The last time German government bonds performed this well over a quarter, the euro area was in such a state of crisis that the very existence of the single currency was in doubt.

While there’s little talk of the bloc breaking up now, the safety of Europe’s benchmark debt is in demand for other reasons. Regional inflation remained below zero for a second month in March, data showed Thursday, in the latest sign that the stimulus the European Central Bank is pumping into the system is struggling to boost the economy.

And the stimulus itself is creating demand, with officials expanding their monthly debt purchases by 20 billion euros ($23 billion). The rally in bonds, particularly from higher-yielding nations such as Spain and Italy, has accelerated since the ECB’s March 10 policy decision, where the central bank cut all of its main interest rates.

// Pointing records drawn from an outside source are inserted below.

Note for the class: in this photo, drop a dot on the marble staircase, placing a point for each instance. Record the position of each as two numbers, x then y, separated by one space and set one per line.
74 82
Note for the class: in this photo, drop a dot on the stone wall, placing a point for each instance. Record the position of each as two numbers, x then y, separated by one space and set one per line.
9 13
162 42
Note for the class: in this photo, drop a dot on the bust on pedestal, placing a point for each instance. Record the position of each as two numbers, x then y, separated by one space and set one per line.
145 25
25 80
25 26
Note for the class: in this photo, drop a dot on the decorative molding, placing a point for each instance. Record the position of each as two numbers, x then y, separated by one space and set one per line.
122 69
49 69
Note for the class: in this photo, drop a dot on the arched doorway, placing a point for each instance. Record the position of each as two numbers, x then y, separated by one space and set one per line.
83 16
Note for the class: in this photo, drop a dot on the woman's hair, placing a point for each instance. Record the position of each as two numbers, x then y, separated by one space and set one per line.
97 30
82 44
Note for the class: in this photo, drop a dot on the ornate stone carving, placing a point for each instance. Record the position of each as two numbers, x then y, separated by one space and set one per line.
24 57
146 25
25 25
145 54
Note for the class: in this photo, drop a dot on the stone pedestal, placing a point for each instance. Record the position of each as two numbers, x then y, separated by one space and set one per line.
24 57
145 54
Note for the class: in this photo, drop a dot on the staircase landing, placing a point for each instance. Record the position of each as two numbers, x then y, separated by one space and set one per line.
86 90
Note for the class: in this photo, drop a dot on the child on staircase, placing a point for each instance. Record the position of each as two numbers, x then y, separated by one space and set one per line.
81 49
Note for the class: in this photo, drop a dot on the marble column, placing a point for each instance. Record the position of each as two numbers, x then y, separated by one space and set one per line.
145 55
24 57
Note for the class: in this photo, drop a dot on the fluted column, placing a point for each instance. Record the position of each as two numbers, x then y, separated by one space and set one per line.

“Overall, a very good first quarter” for bonds, said Daniel Lenz, lead market strategist at DZ Bank AG in Frankfurt. “The rate decision by the ECB has triggered this strong rally in the periphery.”

German 10-year bund yields dropped 47 basis points, or 0.47 percentage point, this year, the most in any quarter since September 2011.

Bunds were little changed Thursday after the inflation report and as data showed German retail sales unexpectedly dropped in February. Europe’s benchmark sovereign securities yielded 0.16 percent as of 4:11 p.m. London time. The price of the 0.5 percent bond due in February 2026 was 103.335 percent of face value.

Across the euro area, government debt earned 3.4 percent this quarter, the most since this time last year, when the ECB was just starting its quantitative-easing program.